Der Weg zum eigenen Betrieb

Der Weg zum eigenen Betrieb

Fragen an uns selbst

Es spielt eigentlich keine Rolle, ob es uns darum geht, Gemüse für unsere Familie in unserem Hausgarten anzubauen, oder ob wir einen Betrieb aufbauen wollen, der 20, 30 oder sogar über 100 Menschen ernähren soll. Am Anfang sollten immer Klarheit und Transparenz stehen. Beide helfen uns, unser Handeln sinnvoll zu planen. Folgende Fragen können hierbei helfen. Sie heben keinen Anspruch auf Vollständigkeit. Bei einer Betriebsgründung würde ich empfehlen, sich ausreichend Zeit für Ihre Beantwortung zu nehmen. Eine ehrliche Reflexion am Anfang kann helfen, viele Unannehmlichkeiten in der Zukunft zu vermeiden. An erster Stelle sollte die Frage nach unserer eigenen Motivation stehen. Warum wollen wir Gemüse anbauen? Dies ist eine der wichtigsten Fragen überhaupt. Eine starke und klare Motivation kann helfen, Rückschläge zu verkraften und schwierige Zeiten zu überstehen. Mit der Arbeit kann es nämlich ein wenig wie mit der Liebe sein. Blindheit, geboren aus anfänglicher Begeisterung, kann dazu führen, etwas zu idealisieren und die Dinge zu verklären. Erwerbsgemüsebau ist keine Dorfromantik. Er ist harte, wiederkehrende Arbeit. Wir können alles richtig machen und ein Naturereignis vernichtet unsere Ernte. Gemüsebau ist auch kein in den Tag hineinleben. Gärtnern erfordert exakte Planung und Selbstdisziplin. Ein erfolgreicher Gärtner tut genau das Richtige zur richtigen Zeit. Wir sind verantwortlich für das Leben der Pflanzen und Tiere in unserem Garten, aber auch für die Ernährung unserer Mitmenschen. Auf der anderen Seite ist Gemüsebau aber auch Freiheit. Morgens den Sonnenaufgang auf dem Feld zu erleben: der Geruch des feuchten Bodens, ein leichter Wind im Gesicht, während die ersten Strahlen der Sonne einen in der Nase kitzeln. Mittags dann ein Essen mit Freunden Gemüse aus dem eigenen Garten, schmackhaft und kraftvoll. Am Abend ein Spaziergang durch den Garten, um die Pflanzen zu beobachten und den Tieren zu lauschen. All das und noch vielmehr kann Gärtnern sein.

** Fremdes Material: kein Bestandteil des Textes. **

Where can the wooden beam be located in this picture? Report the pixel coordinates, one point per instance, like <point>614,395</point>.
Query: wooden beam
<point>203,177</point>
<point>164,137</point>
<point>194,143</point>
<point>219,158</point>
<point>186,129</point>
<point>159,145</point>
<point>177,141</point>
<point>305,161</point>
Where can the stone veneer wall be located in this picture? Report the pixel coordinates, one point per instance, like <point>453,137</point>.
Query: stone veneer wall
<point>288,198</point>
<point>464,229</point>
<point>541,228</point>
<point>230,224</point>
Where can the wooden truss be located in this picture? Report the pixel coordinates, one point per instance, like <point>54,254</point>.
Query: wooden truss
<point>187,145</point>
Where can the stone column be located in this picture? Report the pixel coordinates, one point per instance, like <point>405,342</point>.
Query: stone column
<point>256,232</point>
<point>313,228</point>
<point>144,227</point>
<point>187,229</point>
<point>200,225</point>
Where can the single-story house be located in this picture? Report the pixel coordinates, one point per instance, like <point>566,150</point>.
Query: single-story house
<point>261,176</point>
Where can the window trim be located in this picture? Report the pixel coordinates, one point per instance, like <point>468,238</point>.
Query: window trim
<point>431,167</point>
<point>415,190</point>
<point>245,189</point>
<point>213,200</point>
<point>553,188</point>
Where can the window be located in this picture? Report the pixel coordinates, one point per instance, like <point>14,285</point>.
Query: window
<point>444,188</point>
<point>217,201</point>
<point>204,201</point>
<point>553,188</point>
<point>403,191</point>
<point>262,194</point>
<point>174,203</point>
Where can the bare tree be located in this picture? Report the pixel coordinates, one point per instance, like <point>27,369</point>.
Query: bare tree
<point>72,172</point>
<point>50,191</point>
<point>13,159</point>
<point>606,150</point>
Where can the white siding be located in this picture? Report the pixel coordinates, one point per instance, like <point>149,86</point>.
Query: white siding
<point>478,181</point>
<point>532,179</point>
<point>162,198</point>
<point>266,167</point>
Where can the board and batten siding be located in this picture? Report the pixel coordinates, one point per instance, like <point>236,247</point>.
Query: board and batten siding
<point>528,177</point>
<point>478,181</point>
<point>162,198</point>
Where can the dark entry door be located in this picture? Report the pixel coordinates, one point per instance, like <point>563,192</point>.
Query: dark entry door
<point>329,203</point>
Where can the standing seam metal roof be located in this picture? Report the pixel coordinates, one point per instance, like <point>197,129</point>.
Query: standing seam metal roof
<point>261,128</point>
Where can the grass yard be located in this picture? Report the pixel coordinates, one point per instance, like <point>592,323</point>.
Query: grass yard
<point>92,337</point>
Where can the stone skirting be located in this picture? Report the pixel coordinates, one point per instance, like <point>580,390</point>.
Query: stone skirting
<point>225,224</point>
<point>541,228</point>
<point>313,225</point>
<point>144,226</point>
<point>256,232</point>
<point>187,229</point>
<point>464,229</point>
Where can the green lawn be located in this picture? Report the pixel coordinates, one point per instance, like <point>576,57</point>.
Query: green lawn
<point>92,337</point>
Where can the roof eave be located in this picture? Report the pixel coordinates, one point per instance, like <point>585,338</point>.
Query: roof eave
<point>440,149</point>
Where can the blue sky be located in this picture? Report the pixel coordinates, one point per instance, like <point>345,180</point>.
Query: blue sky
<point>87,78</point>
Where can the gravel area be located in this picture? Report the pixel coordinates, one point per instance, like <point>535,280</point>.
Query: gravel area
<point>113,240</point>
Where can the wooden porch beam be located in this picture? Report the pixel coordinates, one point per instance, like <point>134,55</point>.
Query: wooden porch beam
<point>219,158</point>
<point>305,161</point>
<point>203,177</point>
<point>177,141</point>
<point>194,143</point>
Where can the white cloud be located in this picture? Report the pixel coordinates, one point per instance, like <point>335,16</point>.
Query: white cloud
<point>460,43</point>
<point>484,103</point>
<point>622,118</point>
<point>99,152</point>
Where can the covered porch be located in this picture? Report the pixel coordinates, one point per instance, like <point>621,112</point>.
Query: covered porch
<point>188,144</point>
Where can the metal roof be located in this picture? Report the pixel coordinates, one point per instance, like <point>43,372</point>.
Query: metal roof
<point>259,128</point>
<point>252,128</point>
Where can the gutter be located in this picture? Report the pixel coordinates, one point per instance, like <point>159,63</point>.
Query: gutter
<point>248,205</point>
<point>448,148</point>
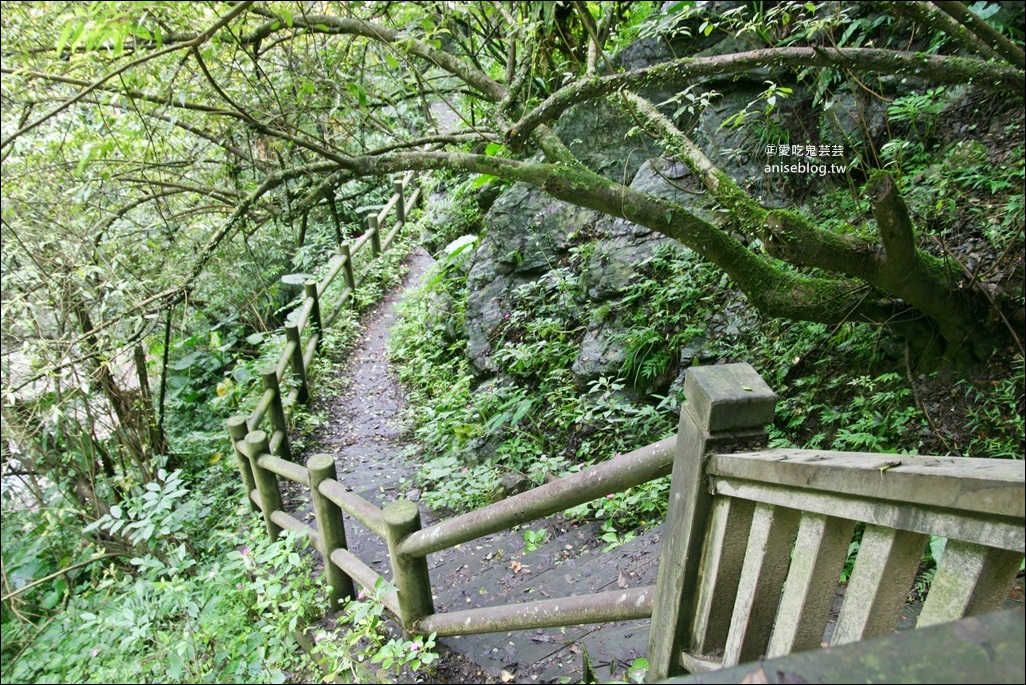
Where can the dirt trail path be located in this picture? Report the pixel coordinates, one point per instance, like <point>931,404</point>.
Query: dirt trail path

Wie soll unser Garten aussehen?

Um die zweite Frage zu beantworten, kann es hilfreich sein, sich einen ruhigen Moment zu nehmen. Mit Zettel und Stift an unserer Seite schließen wir die Augen und stellen uns unseren Garten vor. Wie soll er aussehen? Was wollen wir anbauen? Wie groß soll er sein? Dies und viele weitere Fragen können wir uns stellen, bis der Garten eine ganz konkrete Gestalt hat. Diese malen auf und beschreiben sie möglichst detailliert. Dies hilft uns, einen ersten Überblick zu bekommen, und bildet die Grundlagen für die Beantwortung der nächsten Fragen In diesem ersten Schritt ist alles erlaubt, wir können frei assoziieren.

Welche Herausforderungen und Hindernisse stehen der Verwirklichung unseres Gartens im Wege?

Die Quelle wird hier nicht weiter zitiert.